When you start employing thin inside an array, you have a couple of issues.
- You need to be able to identify potential candidates for thinning, in real time, with no performance impact - this is not a simple task, and takes an ability to look inside the storage block, and figure out what the file system is doing.
- You need to be able to provide performance from fewer spindles as thin may substantially increase the number of hosts you attach to some set of spindles. Look at it this way, you might use the same 100 spindles, but instead of chewing up all of your available space with overallocations to 20 hosts, now you've optimized your utilization, and can cram 150 hosts on those same 100 spindles. If those are high IO virtual hosts, you might be in trouble, if your controller can't crank up the heat. And back to issue number 1, your controller needs to be able to manage thin not for 20 hosts, but for the optimized 150.
In my opinion, the guys that are best able to do thin and scale it are the folks we've previously recognized as Next Generation Block Storage. These are vendors like 3PAR, Pillar, Xiotech, XIV, the long experienced storage virtualization vendors like Falconstor, SVC, Datacore, and a handful of other vendors that optimize the placement and performance of every storage block in their system.

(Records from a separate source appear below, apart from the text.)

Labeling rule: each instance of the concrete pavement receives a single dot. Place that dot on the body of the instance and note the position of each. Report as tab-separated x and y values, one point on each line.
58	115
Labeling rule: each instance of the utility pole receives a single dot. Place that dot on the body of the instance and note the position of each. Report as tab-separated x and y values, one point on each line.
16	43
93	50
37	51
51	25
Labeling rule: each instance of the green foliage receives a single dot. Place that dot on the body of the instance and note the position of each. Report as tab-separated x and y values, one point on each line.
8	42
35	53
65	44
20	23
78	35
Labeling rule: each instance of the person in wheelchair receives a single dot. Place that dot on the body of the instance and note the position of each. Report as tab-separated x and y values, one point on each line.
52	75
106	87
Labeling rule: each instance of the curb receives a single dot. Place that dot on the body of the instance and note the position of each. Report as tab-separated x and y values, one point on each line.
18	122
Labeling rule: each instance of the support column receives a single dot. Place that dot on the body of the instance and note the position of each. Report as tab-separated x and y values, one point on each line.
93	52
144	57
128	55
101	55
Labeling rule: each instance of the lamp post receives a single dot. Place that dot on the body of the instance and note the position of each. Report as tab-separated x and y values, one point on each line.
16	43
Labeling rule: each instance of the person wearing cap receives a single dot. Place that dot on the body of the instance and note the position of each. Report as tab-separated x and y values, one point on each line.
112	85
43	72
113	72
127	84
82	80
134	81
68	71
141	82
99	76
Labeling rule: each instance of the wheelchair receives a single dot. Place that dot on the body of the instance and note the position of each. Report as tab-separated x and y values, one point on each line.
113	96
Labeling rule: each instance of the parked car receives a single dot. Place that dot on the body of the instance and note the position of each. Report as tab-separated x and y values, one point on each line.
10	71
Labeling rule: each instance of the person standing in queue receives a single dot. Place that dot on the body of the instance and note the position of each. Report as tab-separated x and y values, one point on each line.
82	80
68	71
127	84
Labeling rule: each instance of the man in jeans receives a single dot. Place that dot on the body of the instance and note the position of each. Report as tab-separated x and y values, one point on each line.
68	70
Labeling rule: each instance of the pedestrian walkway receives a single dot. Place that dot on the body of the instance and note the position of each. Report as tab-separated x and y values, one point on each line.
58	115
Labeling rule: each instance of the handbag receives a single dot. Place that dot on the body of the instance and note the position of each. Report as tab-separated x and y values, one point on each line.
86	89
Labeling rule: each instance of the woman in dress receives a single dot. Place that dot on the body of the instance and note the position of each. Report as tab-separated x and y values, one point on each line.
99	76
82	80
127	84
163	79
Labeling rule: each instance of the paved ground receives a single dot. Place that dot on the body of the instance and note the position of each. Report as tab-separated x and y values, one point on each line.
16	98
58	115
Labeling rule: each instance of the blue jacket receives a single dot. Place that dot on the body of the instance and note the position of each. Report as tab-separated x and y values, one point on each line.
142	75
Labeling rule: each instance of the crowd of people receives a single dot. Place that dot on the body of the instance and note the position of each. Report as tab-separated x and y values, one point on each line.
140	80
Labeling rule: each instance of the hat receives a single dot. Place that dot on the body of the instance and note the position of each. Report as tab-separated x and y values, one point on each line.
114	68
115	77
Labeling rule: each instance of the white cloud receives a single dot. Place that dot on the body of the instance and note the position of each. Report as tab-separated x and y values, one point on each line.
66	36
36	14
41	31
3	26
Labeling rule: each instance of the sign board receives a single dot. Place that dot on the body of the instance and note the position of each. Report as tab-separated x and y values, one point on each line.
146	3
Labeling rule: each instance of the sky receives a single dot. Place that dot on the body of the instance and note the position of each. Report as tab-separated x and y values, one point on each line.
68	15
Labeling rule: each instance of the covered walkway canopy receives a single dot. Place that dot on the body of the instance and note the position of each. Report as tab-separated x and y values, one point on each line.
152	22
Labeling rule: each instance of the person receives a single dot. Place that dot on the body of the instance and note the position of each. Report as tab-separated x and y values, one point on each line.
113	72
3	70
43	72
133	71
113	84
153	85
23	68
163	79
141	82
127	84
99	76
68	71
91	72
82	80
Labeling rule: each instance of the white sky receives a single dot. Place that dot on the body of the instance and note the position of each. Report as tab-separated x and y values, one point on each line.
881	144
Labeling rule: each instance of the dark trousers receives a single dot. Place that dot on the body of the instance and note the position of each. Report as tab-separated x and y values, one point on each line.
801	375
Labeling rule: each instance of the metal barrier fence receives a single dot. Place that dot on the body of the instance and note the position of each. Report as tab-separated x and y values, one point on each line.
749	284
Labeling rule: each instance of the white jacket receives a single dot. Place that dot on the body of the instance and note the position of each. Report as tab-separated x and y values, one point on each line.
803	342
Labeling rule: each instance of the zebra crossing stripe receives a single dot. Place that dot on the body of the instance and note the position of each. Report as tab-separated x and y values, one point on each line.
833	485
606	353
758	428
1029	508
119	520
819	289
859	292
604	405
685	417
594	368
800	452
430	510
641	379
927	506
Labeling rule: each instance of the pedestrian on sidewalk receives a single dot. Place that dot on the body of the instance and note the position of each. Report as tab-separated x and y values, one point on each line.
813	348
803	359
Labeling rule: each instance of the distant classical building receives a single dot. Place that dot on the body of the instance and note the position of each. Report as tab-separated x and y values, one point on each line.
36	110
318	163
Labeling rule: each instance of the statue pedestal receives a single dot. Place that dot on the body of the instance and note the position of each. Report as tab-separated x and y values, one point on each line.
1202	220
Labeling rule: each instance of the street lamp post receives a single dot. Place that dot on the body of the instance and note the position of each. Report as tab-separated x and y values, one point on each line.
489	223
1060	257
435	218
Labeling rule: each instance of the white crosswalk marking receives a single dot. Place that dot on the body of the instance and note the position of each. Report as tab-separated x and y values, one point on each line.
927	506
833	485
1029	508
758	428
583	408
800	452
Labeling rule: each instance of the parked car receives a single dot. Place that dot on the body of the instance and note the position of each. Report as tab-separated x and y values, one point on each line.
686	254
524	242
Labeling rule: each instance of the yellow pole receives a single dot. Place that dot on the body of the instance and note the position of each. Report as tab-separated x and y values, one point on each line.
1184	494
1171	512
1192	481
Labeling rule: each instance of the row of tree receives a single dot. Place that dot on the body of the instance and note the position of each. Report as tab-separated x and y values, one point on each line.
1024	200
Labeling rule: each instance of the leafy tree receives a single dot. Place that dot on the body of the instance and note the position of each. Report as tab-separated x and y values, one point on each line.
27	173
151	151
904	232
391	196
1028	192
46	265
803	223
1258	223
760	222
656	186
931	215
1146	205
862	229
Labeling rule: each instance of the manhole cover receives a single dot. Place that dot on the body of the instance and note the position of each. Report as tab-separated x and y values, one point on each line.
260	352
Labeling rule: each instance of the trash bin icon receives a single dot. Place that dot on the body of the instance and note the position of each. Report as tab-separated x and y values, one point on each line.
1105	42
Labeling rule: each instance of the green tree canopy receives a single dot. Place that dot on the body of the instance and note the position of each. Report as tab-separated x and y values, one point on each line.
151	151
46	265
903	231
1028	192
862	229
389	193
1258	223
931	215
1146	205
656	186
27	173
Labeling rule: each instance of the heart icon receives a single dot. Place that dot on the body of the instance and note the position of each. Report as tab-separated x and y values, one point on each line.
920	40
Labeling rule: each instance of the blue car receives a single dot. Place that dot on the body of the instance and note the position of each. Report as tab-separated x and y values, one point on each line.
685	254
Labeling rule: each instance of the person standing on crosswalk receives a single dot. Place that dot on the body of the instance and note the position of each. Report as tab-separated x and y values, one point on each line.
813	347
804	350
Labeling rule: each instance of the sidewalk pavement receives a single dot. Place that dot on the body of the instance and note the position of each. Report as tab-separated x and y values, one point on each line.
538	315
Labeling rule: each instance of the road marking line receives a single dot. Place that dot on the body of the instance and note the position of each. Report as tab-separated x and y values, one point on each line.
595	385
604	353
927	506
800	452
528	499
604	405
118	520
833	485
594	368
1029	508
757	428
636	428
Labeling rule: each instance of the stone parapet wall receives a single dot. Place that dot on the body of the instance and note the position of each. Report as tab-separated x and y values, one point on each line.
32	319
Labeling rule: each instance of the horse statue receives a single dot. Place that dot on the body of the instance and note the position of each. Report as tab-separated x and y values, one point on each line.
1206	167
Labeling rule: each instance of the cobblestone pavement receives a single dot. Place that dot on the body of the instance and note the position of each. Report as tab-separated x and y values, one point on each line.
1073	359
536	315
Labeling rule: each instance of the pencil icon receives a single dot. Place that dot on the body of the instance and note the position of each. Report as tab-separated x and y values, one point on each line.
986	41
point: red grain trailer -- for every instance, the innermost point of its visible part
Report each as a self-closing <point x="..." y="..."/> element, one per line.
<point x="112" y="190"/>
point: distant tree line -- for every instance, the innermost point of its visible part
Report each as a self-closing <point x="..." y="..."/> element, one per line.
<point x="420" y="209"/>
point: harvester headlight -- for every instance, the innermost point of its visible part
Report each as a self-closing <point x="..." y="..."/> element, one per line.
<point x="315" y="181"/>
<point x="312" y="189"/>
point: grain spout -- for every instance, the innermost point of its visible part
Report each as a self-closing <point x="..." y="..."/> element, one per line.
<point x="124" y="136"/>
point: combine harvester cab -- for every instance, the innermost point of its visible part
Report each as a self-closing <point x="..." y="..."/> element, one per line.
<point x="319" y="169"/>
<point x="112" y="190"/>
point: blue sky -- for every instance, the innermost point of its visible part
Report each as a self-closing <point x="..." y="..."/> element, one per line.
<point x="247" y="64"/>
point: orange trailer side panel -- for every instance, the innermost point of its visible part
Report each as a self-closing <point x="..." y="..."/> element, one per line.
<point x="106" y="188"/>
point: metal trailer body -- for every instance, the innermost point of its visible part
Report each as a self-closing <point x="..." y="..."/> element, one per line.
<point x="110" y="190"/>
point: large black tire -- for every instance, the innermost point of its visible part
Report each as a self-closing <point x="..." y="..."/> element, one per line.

Further representative of my arguments here, 3PAR has recently taken thin to the next level, by serving up an API and integrating it with VxFS so that filesystem can tell the array to reclaim space when it is freed up. That points out how complex some file system operations can be, and how much they can still interfere with thin technologies over the long run. So look for deep reaching, deeply integrated thin in your VMware infrastructure storage, and ask your vendors what their roadmap looks like for thin innovation. It takes deep integration in an array to deliver on the promises of thin.